Même si «Vertigo» se rapproche du mélodrame familial sophistiqué, il sera hasardeux de lui accoler une seule étiquette. Les deux parties qui le segmentent si ingénieusement sont marquées par la constance d’une femme - Judy Barton - et par les différents rôles qu’elle endosse. Partout des lignes fuyantes et tourbillonnantes (chignon, route, forêt, tranche de séquoia, cauchemar, filature automobile, etc.) rappellent l’interstice séparant la raison de la folie. Elles traduisent la turbulence borderline du jeu de substitution auquel se livrent Scottie et Judy.
La logique - ou l’illogisme - de «Vertigo» tourne autour du rêve et de la chute vertigineuse dans le fantasme de l’irréalité. Si Scottie et Madeleine-Judy visitent le Portail du Passé, c’est parce que «Vertigo» est la tentative de Scottie à emprunter littéralement le portail du passé. Scottie s’acharne à conjurer le temps et la mort : il rejoue (répétition) l’histoire morbide d’Orphée et d’Eurydice. Pareil à Pygmalion, il transfigure Judy en Madeleine-Judy : son attachement démesuré à l’amour perdu (fixation) donne vie à son fantasme. Judy est une statue à l’image de Madeleine-Judy.

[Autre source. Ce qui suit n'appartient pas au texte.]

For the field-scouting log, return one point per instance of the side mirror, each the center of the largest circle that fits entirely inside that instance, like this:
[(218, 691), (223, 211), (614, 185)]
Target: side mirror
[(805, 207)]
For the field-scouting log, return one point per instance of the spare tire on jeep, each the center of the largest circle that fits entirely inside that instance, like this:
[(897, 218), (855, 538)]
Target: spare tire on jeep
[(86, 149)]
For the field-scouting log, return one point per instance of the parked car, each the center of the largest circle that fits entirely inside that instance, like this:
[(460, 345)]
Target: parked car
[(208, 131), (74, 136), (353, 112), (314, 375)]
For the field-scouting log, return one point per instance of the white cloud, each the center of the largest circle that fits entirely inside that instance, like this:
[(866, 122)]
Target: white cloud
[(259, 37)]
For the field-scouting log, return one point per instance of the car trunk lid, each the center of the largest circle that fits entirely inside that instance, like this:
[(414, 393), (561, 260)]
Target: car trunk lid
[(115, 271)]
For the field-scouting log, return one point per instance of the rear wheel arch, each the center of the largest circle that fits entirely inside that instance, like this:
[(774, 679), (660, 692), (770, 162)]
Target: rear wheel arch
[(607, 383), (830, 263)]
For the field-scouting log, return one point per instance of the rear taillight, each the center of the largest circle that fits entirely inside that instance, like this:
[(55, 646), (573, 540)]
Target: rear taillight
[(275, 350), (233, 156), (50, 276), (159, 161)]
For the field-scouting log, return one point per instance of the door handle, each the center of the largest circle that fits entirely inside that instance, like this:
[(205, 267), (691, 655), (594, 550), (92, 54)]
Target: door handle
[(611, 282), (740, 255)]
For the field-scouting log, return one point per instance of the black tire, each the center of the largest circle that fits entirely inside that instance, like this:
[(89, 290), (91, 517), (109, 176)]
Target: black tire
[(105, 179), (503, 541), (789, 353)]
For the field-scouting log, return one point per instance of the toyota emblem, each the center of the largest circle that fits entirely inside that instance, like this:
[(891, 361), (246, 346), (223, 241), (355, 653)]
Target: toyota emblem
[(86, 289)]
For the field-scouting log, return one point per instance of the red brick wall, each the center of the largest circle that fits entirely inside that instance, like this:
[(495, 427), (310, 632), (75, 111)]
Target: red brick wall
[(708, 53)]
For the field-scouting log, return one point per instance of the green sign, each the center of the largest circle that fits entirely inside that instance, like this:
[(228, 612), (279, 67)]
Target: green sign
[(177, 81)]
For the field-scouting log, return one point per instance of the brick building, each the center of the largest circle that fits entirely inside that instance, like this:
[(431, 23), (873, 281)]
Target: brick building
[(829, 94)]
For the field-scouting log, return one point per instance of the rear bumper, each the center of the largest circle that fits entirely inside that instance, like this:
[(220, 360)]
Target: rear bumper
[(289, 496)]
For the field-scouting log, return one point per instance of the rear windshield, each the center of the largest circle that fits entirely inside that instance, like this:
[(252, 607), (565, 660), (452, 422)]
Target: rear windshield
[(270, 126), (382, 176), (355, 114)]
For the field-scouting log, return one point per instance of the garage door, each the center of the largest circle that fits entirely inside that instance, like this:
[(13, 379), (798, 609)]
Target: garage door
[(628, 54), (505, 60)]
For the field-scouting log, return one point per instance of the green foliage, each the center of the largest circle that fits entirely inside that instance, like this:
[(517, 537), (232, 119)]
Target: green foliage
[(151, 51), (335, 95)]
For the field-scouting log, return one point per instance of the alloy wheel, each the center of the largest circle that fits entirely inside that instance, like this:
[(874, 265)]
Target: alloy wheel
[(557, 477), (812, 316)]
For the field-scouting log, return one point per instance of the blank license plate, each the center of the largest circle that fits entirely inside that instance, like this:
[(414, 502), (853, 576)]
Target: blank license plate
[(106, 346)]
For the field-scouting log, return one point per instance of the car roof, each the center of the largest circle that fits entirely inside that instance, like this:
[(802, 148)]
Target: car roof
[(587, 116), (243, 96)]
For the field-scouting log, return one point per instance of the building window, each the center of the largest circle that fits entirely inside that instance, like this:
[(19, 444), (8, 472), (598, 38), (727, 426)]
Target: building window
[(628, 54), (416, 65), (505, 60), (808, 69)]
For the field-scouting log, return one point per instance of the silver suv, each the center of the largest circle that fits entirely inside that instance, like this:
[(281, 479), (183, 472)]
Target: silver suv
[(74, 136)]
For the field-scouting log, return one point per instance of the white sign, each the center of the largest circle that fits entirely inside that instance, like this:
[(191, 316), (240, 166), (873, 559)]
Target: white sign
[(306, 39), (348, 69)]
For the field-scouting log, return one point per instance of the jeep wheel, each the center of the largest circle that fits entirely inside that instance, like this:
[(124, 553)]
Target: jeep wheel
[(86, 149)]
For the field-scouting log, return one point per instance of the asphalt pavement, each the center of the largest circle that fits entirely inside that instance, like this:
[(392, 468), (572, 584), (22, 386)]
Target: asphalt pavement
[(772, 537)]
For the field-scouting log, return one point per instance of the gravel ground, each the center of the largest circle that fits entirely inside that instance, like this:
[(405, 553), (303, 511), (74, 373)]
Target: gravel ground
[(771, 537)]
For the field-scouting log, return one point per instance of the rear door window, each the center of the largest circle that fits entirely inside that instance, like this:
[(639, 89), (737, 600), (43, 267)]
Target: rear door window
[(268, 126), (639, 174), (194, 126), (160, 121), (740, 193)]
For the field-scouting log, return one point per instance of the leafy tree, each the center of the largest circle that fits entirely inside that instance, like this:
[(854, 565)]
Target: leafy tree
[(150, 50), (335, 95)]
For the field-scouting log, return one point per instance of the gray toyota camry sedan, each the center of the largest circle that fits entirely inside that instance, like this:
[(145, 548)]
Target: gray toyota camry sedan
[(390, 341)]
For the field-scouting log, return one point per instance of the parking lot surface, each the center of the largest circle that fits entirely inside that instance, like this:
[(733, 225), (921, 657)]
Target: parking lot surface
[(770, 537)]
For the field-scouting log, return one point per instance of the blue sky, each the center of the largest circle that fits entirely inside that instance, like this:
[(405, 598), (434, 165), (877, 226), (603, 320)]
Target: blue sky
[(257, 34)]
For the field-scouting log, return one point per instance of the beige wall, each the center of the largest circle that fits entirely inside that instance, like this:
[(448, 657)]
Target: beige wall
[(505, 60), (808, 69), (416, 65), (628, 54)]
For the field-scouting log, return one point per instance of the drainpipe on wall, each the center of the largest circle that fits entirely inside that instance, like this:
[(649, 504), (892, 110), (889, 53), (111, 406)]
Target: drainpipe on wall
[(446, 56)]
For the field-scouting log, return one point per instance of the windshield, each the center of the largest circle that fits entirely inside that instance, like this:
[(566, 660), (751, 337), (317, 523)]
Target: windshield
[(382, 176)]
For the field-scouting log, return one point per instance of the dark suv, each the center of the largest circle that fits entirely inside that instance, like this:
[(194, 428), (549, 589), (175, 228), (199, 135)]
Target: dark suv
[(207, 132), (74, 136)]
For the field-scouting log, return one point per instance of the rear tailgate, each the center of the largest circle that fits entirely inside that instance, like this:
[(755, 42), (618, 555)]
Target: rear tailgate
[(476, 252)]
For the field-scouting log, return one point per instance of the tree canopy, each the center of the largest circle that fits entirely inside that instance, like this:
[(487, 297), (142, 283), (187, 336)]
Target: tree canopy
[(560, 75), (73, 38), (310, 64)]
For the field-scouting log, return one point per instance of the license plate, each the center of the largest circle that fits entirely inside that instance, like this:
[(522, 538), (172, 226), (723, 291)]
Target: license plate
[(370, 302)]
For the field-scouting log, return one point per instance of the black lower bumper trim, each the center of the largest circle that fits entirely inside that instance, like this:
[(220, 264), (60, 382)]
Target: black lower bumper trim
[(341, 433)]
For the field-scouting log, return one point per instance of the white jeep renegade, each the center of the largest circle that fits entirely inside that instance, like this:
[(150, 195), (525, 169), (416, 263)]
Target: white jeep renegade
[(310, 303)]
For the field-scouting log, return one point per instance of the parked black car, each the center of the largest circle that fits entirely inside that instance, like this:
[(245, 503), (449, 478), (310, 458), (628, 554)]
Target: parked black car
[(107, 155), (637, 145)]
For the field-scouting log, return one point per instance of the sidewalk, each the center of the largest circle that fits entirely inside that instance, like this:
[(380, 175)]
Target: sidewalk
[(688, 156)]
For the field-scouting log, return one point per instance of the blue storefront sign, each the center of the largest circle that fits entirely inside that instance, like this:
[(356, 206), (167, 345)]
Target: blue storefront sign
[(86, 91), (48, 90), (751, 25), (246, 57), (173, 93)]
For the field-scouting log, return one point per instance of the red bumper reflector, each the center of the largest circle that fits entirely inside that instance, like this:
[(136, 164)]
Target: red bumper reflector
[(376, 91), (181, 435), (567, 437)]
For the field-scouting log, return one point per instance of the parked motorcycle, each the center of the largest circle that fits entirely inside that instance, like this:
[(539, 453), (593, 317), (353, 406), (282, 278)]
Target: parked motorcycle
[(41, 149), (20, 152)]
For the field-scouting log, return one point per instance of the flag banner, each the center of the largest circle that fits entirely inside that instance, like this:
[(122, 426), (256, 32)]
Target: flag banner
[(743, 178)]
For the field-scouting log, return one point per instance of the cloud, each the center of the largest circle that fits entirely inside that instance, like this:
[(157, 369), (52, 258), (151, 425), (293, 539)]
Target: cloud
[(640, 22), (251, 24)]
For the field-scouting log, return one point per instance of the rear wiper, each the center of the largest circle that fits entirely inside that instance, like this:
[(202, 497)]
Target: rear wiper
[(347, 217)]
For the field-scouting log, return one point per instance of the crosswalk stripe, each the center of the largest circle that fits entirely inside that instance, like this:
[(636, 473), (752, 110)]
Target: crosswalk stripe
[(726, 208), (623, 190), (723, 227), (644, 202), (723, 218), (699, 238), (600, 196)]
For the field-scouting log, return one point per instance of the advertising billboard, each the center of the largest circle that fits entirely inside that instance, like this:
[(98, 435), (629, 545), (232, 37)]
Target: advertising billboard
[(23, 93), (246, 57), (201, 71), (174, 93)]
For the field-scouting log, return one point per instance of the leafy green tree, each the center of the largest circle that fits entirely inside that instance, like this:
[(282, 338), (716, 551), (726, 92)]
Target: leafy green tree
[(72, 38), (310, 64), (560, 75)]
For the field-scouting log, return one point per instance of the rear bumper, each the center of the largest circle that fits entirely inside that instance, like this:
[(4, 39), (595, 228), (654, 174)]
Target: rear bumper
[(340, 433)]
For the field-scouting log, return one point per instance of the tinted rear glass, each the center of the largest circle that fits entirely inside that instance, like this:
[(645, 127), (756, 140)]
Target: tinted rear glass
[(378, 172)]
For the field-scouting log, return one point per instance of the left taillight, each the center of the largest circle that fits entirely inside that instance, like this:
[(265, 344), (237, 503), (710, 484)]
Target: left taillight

Jeux de miroir qui témoignant de la duplicité des personnages
Ce que scénarise Scottie, mettant en vedette Judy dans le rôle de sa carrière, celui de Madeleine, est un jeu inhibiteur d’angoisse. «Monsieur semble fixé sur ce qu’il désire.» dira la vendeuse de la boutique de vêtements. D’un point de vue psychanalytique, la fixation (stagnation à un stade du développement) convient parfaitement au trouble de Scottie.
Hypothèse : la transfiguration de Judy est le résultat d’une fixation à la mère comme premier et unique objet d’amour. Cet investissement primitif de la libido rend impossible le transfert de l’affection amoureuse sur tout autre objet. Scottie est très peu préoccupé par toutes les attentions, sinon l’affection déguisée, de son amie Betty. L’amour n’est pas possible parce qu’elle est trop ouvertement bienveillante : proche de l’image et du souvenir de la mère, l’aimer serait trop angoissant et culpabilisant pour Scottie.
Marjorie 'Midge' Wood (Barbara Bel Geddes) cherche à endosser le rôle de Carlotta
La liaison de la libido à l’objet d’amour maternel est si forte qu’il n’y a pas de réinvestissement libidinal dans le monde extérieur. Scottie est resté fidèle à la mère : il vit en célibataire dans un petit appartement de vieux garçon aux ferronneries et à la porte rouges. Conséquence : afin de vivre des relations conjugales en apparence normales, Scottie déplace sa libido sur des objets investis inconsciemment par la présence de la mère. Scottie ne renonce à rien, il substitue : « […] nous ne savons renoncer à rien, nous ne savons qu’échanger une chose contre une autre; là où il semble y avoir renoncement, il n’y a que formation substitutive. » (Freud, Essais de psychanalyse appliquée, Gallimard, Paris, 1971, p.51.)
Scottie (en vert) reçoit une dame (en rouge) à son appartement !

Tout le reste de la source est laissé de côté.